Factos não provados.


Com relevo e interesse para a decisão da causa resultaram “não provados” os seguintes factos:


- que por causa directa e necessária da conduta do arguido o assistente tivesse parado o seu trabalho e tivesse deixado de receber e atender clientes durante as 30 horas que esteve com os inspectores das Finanças e que, por isso, tivesse deixado de receber a quantia de 1.800,00 euros.


*


Motivação.


A convicção do tribunal formou-se com base na análise, conjugada e crítica, da prova produzida em audiência de julgamento e carreada para os autos.


Vejamos.


O arguido confessou ter elaborado a denúncia em causa nos autos e ter entregue um exemplar da mesma na Polícia Judiciária de Braga e aceitou como possível ter enviado outro exemplar ao Conselho Distrital do Porto da Ordem dos Advogados.


Mais disse que redigiu e elaborou tal denúncia “por raiva” que teve do ofendido, e que sabia que a apresentação daquela denúncia na P.J. levaria à instalação de um processo de averiguação dos factos ali descritos contra o assistente.


Referiu, ainda, saber que os factos e imputações que escreveu na aludida denúncia, sobre o assistente, não eram verdadeiros, eram factos e imputações falsas.


Por fim disse estar, actualmente, arrependido por ter actuado da forma descrita, demonstrando, porém, no decurso das suas declarações a propósito prestadas que está arrependido de tal conduta porque, por causa dela, está sujeito a julgamento em processo crime!


O assistente relatou, de forma isenta, pormenorizada, espontânea e credível, os factos como o tribunal os deu por provados.


As testemunhas Dr. Álvaro V..., Dr. António L... e Dr. José A..., advogados na comarca de Guimarães e amigos do assistente, sendo o último ainda sócio da “JOSÉ A..., Álvaro O..., Pedro C...”, sociedade onde se integra o assistente, relataram, de forma isenta, serena, espontânea e credível, o modo como tiveram conhecimento do sucedido e em causa nos autos, essencialmente, pelo que lhes foi transmitido pelo próprio assistente e por outras pessoas que lhes contaram tais factos; relataram, ainda, as consequências que para o assistente resultaram da prática dos factos em consideração neste processo, designadamente ao nível do seu estado de espírito e à perturbação pessoal e profissional que lhe foi causada por causa de tais factos, mais descreveram ao tribunal a elevada consideração e estima profissional e pessoal que têm em relação ao assistente.

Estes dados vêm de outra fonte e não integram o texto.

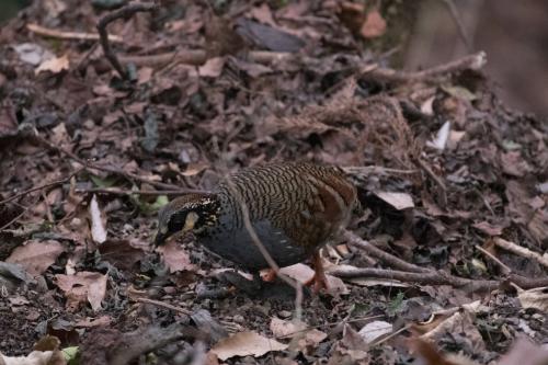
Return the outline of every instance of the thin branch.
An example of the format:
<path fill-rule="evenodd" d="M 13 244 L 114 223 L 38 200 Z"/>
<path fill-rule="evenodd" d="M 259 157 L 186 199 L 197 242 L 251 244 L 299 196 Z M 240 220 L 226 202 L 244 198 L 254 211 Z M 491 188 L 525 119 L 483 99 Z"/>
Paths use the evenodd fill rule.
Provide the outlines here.
<path fill-rule="evenodd" d="M 457 26 L 458 34 L 460 35 L 466 49 L 468 52 L 472 52 L 472 42 L 470 41 L 468 33 L 465 31 L 465 24 L 463 23 L 463 19 L 460 16 L 460 13 L 458 12 L 457 7 L 455 5 L 455 2 L 453 0 L 443 0 L 443 2 L 449 10 L 450 16 L 453 18 L 453 21 Z"/>
<path fill-rule="evenodd" d="M 85 161 L 85 160 L 79 158 L 78 156 L 76 156 L 75 153 L 72 153 L 71 151 L 66 150 L 62 147 L 55 146 L 52 142 L 49 142 L 48 140 L 46 140 L 44 137 L 41 137 L 38 135 L 35 135 L 34 138 L 35 138 L 35 140 L 37 142 L 46 146 L 48 149 L 52 149 L 52 150 L 57 151 L 57 152 L 59 152 L 61 155 L 65 155 L 68 158 L 70 158 L 70 159 L 77 161 L 78 163 L 82 164 L 88 171 L 89 170 L 105 171 L 105 172 L 109 172 L 109 173 L 112 173 L 112 174 L 122 175 L 122 176 L 126 178 L 127 180 L 140 181 L 140 182 L 150 184 L 152 186 L 156 186 L 158 189 L 180 190 L 180 187 L 176 186 L 176 185 L 165 184 L 165 183 L 162 183 L 162 182 L 159 182 L 159 181 L 153 181 L 153 180 L 149 180 L 149 179 L 146 179 L 146 178 L 141 178 L 141 176 L 135 174 L 135 173 L 123 171 L 119 168 L 111 168 L 111 167 L 100 166 L 100 164 L 96 164 L 96 163 L 93 163 L 93 162 L 90 162 L 90 161 Z"/>
<path fill-rule="evenodd" d="M 391 255 L 380 249 L 377 249 L 367 241 L 362 240 L 357 235 L 345 231 L 344 237 L 349 244 L 366 251 L 369 255 L 385 262 L 398 270 L 385 269 L 355 269 L 355 270 L 335 270 L 332 275 L 339 277 L 376 277 L 385 280 L 397 280 L 404 283 L 415 283 L 423 285 L 450 285 L 454 287 L 467 287 L 470 290 L 494 289 L 502 284 L 504 280 L 515 283 L 517 286 L 530 289 L 535 287 L 548 286 L 548 277 L 529 278 L 522 275 L 510 273 L 500 281 L 471 280 L 447 274 L 443 271 L 431 270 L 408 263 L 401 259 Z"/>
<path fill-rule="evenodd" d="M 59 38 L 59 39 L 76 39 L 76 41 L 99 41 L 99 34 L 95 33 L 81 33 L 81 32 L 65 32 L 65 31 L 58 31 L 58 30 L 53 30 L 49 27 L 45 27 L 42 25 L 38 25 L 36 23 L 28 23 L 26 24 L 26 28 L 33 33 L 36 33 L 38 35 L 44 35 L 47 37 L 52 38 Z M 109 41 L 115 42 L 115 43 L 121 43 L 124 42 L 121 36 L 117 35 L 109 35 Z"/>
<path fill-rule="evenodd" d="M 381 79 L 388 82 L 413 82 L 425 81 L 435 79 L 448 73 L 461 72 L 464 70 L 479 70 L 487 62 L 487 55 L 484 52 L 468 55 L 463 58 L 453 60 L 450 62 L 439 65 L 423 71 L 408 72 L 399 71 L 389 68 L 370 68 L 364 71 L 363 76 L 370 76 L 376 79 Z"/>
<path fill-rule="evenodd" d="M 392 267 L 396 267 L 396 269 L 399 269 L 402 271 L 407 271 L 407 272 L 412 272 L 412 273 L 429 273 L 430 272 L 429 269 L 414 265 L 412 263 L 409 263 L 407 261 L 398 259 L 397 256 L 395 256 L 388 252 L 385 252 L 385 251 L 380 250 L 379 248 L 376 248 L 372 243 L 359 238 L 354 232 L 346 230 L 343 233 L 343 236 L 349 241 L 347 242 L 349 246 L 358 248 L 359 250 L 365 251 L 369 256 L 373 256 L 377 260 L 380 260 Z"/>
<path fill-rule="evenodd" d="M 426 162 L 424 162 L 420 158 L 416 159 L 416 162 L 426 172 L 426 174 L 432 180 L 434 180 L 436 185 L 439 187 L 441 191 L 439 205 L 442 206 L 443 209 L 445 209 L 447 207 L 447 186 L 445 186 L 445 183 L 442 181 L 442 179 L 439 179 L 439 176 L 436 175 L 434 171 L 432 171 L 432 169 L 426 164 Z"/>
<path fill-rule="evenodd" d="M 103 53 L 106 59 L 111 62 L 112 67 L 119 73 L 119 76 L 124 79 L 128 79 L 127 71 L 124 69 L 122 64 L 118 61 L 116 54 L 111 47 L 111 43 L 109 41 L 109 33 L 106 31 L 106 26 L 114 22 L 117 19 L 128 19 L 138 12 L 152 11 L 158 9 L 158 5 L 153 2 L 130 2 L 127 5 L 124 5 L 105 16 L 101 18 L 99 21 L 96 28 L 99 32 L 100 43 L 103 47 Z"/>
<path fill-rule="evenodd" d="M 158 306 L 158 307 L 162 307 L 162 308 L 165 308 L 165 309 L 169 309 L 169 310 L 173 310 L 173 311 L 176 311 L 179 313 L 182 313 L 182 315 L 185 315 L 185 316 L 191 316 L 192 315 L 192 310 L 189 310 L 189 309 L 185 309 L 185 308 L 181 308 L 181 307 L 176 307 L 176 306 L 172 306 L 168 303 L 163 303 L 163 301 L 160 301 L 160 300 L 155 300 L 155 299 L 150 299 L 150 298 L 135 298 L 136 301 L 140 301 L 140 303 L 146 303 L 146 304 L 150 304 L 150 305 L 153 305 L 153 306 Z"/>
<path fill-rule="evenodd" d="M 330 272 L 331 275 L 343 278 L 356 277 L 375 277 L 384 280 L 396 280 L 402 283 L 413 283 L 420 285 L 449 285 L 453 287 L 468 288 L 471 292 L 476 290 L 493 290 L 498 288 L 503 281 L 490 280 L 472 280 L 466 277 L 458 277 L 447 274 L 443 271 L 427 270 L 422 273 L 387 270 L 387 269 L 354 269 L 354 270 L 334 270 Z M 544 278 L 528 278 L 521 275 L 511 274 L 509 276 L 511 282 L 524 289 L 548 286 L 548 277 Z"/>
<path fill-rule="evenodd" d="M 111 195 L 182 195 L 192 193 L 209 193 L 198 189 L 176 189 L 176 190 L 127 190 L 119 187 L 90 187 L 77 189 L 77 193 L 87 194 L 111 194 Z"/>
<path fill-rule="evenodd" d="M 476 250 L 480 251 L 488 259 L 491 259 L 495 264 L 498 264 L 501 267 L 503 274 L 507 275 L 507 274 L 512 273 L 512 269 L 510 269 L 506 264 L 504 264 L 504 262 L 499 260 L 494 254 L 492 254 L 491 252 L 489 252 L 488 250 L 486 250 L 481 246 L 476 244 Z"/>
<path fill-rule="evenodd" d="M 38 191 L 38 190 L 44 190 L 44 189 L 48 189 L 48 187 L 52 187 L 52 186 L 57 186 L 57 185 L 61 185 L 61 184 L 65 184 L 67 182 L 70 181 L 70 179 L 72 179 L 72 176 L 75 176 L 76 174 L 78 174 L 80 171 L 82 171 L 84 168 L 80 168 L 80 169 L 77 169 L 75 171 L 72 171 L 68 176 L 64 178 L 64 179 L 60 179 L 60 180 L 56 180 L 56 181 L 53 181 L 53 182 L 49 182 L 49 183 L 46 183 L 46 184 L 43 184 L 43 185 L 38 185 L 38 186 L 34 186 L 34 187 L 31 187 L 31 189 L 27 189 L 21 193 L 18 193 L 15 195 L 12 195 L 3 201 L 0 201 L 0 204 L 5 204 L 5 203 L 9 203 L 13 199 L 16 199 L 18 197 L 21 197 L 23 195 L 27 195 L 30 193 L 33 193 L 35 191 Z"/>
<path fill-rule="evenodd" d="M 520 256 L 535 260 L 539 264 L 541 264 L 545 267 L 548 267 L 548 258 L 543 256 L 540 253 L 537 253 L 535 251 L 532 251 L 527 248 L 524 248 L 522 246 L 515 244 L 514 242 L 506 241 L 500 237 L 493 238 L 493 242 L 496 247 L 504 249 L 506 251 L 510 251 L 514 254 L 517 254 Z"/>
<path fill-rule="evenodd" d="M 258 64 L 272 64 L 277 60 L 286 59 L 294 56 L 290 53 L 269 52 L 269 50 L 251 50 L 248 54 L 248 59 Z M 168 52 L 159 55 L 144 56 L 119 56 L 124 64 L 135 64 L 137 66 L 159 66 L 170 62 L 199 66 L 207 60 L 207 54 L 203 49 L 180 49 Z"/>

A testemunha Antonieta M..., funcionária do escritório de advogados onde trabalha o assistente há cerca de 14 anos, referiu, de modo isento e credível, que teve conhecimento do sucedido porque foi ela quem, no exercício das suas funções, abriu a carta remetida ao assistente pelo Conselho da Ordem dos Advogados, e mais relatou a relação profissional e até de amizade do assistente com o arguido e vice-versa durante todos os anos de convivência que mantiveram e até a data em que foi apresentada a nota de honorários pelo assistente ao arguido e que este não pagou; e o estado de espírito e sofrimento pessoal e profissional do assistente mercê da conduta do arguido em causa nestes autos.


Ainda, regras de normalidade, apoiadas nas declarações prestadas pelo próprio assistente e depoimentos proporcionados pelas testemunhas acima citadas, serviram, também, para estabelecer a tristeza, o padecimento e a indignação experimentados pelo primeiro em resultado da conduta do arguido em causa nos autos.


Relativamente às condições pessoais do arguido relevaram as declarações pelo próprio complementarmente prestadas e, quanto aos respectivos antecedentes criminais, o certificado junto aos autos.


O tribunal atendeu, ainda, a todos os documentos juntos aos autos.


Os factos não provados resultaram da ausência de produção de prova que os corroborasse”.


III- FUNDAMENTAÇÃO DE DIREITO.


Como se sabe, o âmbito do recurso é delimitado pelas conclusões extraídas pelo recorrente da respectiva motivação, sendo apenas as questões aí sumariadas as que o tribunal de recurso tem de apreciar Cfr. Prof. Germano Marques da Silva, "Curso de Processo Penal" III, 2ª ed., pág. 335 e jurisprudência uniforme do STJ (cfr. Ac. STJ de 28.04.99, CJ/STJ, ano de 1999, p. 196 e jurisprudência ali citada)., sem prejuízo das de conhecimento oficioso, designadamente os vícios indicados no art. 410º nº 2 do C.P.P. Ac. STJ para fixação de jurisprudência nº 7/95, de 19/10/95, publicado no DR, série I-A de 28/12/95..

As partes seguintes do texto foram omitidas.